Stop List
What it is
A stop list is a manually curated set of high-frequency function words that provide little semantic content: articles (the, a), conjunctions (and, or), prepositions (in, on), pronouns (I, you). Stop words are filtered during preprocessing to reduce index size, noise, and computational cost. Stop lists are language and domain-specific.
[illustrate: Text before and after stop-word filtering; size reduction and focus on content words]
How it works
-
Stop word definition:
- Function words with high frequency and low discriminative power
- Typical: articles, prepositions, conjunctions, pronouns, auxiliary verbs
- Language-specific: English ~100–500 stop words
-
Filtering:
- During preprocessing, remove tokens in stop list
- Example: “The quick brown fox” → [“quick”, “brown”, “fox”]
-
Trade-offs:
- Pro: Reduce index size (30–50% reduction), reduce noise
- Con: Lose grammatical information, break phrases (“New York” → [“York”])
Example
Stop list (English):
{the, a, an, and, or, but, in, on, at, for, with, from, to, is, are, be, ...}
Original text:
"The quick brown fox jumped over the lazy dog in the meadow"

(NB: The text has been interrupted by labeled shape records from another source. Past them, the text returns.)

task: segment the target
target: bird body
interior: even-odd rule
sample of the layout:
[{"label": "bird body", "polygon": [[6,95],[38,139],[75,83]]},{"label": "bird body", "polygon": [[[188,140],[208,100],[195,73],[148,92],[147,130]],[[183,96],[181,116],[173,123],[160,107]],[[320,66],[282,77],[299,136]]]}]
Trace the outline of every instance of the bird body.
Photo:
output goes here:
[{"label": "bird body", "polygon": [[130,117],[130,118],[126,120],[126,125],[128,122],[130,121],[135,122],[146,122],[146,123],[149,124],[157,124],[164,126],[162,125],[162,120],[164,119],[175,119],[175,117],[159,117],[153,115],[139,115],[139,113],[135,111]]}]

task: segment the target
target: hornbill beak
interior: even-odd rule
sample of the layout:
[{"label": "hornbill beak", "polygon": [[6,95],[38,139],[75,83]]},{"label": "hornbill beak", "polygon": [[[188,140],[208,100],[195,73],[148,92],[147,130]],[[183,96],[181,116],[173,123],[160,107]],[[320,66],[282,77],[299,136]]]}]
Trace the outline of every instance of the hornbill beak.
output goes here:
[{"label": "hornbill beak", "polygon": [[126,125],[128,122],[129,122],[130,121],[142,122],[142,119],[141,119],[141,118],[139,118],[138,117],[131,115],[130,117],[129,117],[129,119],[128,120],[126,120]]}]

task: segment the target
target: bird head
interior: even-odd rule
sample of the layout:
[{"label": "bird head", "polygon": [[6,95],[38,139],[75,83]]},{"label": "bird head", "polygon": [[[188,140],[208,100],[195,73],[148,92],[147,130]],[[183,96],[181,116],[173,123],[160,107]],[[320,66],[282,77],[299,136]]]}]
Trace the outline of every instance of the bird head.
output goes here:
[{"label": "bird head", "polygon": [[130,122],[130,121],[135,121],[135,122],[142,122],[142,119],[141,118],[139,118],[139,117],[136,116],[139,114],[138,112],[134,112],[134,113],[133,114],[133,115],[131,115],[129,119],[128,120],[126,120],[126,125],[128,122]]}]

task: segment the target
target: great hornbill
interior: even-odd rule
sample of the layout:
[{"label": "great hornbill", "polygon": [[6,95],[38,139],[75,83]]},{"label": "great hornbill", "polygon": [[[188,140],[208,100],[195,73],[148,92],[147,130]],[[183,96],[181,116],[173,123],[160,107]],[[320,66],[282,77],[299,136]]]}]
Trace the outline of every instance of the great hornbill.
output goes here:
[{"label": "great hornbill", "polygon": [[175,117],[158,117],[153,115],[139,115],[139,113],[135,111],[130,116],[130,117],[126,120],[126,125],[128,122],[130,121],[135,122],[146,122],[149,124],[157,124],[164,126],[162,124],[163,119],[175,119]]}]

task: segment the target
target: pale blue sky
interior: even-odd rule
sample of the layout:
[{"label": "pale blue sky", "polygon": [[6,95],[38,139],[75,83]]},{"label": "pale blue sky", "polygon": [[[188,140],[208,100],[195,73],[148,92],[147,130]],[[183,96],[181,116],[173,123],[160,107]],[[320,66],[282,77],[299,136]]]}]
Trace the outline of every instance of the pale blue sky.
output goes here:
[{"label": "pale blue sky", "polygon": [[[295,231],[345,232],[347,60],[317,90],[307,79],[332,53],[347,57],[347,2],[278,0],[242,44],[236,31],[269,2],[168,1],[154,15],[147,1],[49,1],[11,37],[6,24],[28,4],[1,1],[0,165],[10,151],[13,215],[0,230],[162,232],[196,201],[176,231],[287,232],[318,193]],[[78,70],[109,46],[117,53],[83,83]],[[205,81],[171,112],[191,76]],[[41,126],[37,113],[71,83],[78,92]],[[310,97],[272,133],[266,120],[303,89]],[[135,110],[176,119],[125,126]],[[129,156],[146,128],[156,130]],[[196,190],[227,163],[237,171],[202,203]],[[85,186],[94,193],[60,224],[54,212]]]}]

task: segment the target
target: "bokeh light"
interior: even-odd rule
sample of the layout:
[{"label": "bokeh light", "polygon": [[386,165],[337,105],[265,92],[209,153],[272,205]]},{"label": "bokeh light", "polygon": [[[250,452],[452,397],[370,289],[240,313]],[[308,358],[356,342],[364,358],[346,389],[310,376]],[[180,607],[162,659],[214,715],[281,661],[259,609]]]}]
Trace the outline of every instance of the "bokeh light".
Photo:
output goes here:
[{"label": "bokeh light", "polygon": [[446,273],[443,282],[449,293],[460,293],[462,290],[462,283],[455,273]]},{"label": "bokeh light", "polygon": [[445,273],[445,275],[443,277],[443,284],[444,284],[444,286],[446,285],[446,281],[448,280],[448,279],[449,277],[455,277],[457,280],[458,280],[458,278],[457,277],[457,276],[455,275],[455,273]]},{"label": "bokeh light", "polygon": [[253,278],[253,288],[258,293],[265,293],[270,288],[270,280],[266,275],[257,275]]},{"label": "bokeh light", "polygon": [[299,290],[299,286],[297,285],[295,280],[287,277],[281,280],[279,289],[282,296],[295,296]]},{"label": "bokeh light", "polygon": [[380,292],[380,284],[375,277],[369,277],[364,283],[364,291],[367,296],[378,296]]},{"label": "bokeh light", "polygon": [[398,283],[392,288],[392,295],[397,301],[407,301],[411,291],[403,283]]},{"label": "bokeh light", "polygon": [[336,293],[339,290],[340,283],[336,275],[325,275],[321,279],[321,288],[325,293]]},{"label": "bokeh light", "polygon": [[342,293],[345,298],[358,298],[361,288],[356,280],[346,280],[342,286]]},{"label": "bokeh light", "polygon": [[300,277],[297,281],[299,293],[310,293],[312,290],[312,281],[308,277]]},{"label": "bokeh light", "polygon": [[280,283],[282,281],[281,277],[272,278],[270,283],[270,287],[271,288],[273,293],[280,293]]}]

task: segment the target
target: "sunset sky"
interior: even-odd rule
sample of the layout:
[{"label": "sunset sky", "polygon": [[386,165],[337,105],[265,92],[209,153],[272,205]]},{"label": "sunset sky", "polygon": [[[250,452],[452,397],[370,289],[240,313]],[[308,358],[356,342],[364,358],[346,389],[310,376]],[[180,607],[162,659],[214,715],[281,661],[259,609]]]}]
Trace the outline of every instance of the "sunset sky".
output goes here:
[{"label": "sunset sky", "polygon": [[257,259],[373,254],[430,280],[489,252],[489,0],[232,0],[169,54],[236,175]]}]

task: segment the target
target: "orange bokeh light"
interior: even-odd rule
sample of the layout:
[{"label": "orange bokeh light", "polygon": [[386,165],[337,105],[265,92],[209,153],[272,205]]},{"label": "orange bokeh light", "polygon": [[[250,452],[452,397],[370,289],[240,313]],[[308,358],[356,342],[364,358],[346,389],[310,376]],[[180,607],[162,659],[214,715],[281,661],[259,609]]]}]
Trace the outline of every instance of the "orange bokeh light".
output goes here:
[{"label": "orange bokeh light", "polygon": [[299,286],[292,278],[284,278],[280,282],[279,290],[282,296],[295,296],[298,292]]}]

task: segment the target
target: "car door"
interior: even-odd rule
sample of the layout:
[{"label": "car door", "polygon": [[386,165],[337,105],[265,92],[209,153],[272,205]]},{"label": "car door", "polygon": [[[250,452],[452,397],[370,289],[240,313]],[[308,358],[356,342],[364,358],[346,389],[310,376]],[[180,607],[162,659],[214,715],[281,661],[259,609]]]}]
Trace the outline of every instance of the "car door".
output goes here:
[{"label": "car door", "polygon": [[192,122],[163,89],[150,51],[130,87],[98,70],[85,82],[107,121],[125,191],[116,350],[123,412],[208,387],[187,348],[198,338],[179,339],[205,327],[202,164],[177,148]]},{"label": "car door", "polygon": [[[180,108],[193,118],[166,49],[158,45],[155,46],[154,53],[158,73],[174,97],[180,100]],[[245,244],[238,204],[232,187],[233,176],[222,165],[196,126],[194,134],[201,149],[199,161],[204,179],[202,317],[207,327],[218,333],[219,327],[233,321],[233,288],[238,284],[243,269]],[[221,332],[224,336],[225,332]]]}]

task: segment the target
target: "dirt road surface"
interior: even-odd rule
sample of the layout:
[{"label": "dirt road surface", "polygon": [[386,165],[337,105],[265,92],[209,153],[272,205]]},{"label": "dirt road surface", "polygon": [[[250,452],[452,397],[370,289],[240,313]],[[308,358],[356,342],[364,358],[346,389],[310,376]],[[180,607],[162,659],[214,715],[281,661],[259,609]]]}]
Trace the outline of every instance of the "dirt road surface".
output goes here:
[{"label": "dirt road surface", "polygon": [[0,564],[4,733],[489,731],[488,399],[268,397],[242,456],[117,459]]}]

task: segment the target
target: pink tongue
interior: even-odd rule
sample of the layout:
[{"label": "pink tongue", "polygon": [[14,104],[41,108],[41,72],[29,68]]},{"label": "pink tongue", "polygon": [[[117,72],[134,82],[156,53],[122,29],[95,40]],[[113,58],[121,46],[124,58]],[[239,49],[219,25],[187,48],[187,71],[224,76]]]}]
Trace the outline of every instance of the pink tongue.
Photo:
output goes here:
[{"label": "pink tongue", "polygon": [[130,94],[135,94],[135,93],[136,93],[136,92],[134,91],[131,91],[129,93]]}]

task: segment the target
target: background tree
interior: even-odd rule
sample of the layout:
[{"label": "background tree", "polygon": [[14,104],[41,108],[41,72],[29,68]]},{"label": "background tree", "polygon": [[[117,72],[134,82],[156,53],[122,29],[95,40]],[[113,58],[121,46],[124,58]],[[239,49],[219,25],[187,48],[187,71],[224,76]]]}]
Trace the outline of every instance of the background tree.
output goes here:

After stop-word filtering:
["quick", "brown", "fox", "jumped", "lazy", "dog", "meadow"]
Index size reduction: ~40%
Content preserved: mainly content words (nouns, verbs, adjectives)
Variants and history
Stop word filtering is classical in IR (1950s–60s). Early systems used simple lists (top 100 frequent words). Language-specific lists developed for major languages. Modern systems often avoid stop-word filtering (BERT, dense retrieval handle them implicitly), but it remains useful for efficiency. Domain-specific stop lists remove domain-frequent non-content words (e.g., “paper”, “abstract” in academic text).
When to use it
Use stop lists when:
- Building inverted-index IR systems (efficiency)
- Reducing preprocessing noise for traditional NLP
- Analyzing corpus (focus on content words)
- Resource-constrained scenarios (reduce index size)
- Language learning (focus on content)
Modern neural models (BERT, transformers) don’t require stop-word filtering (they learn implicitly). Filtering reduces flexibility but improves efficiency in sparse systems.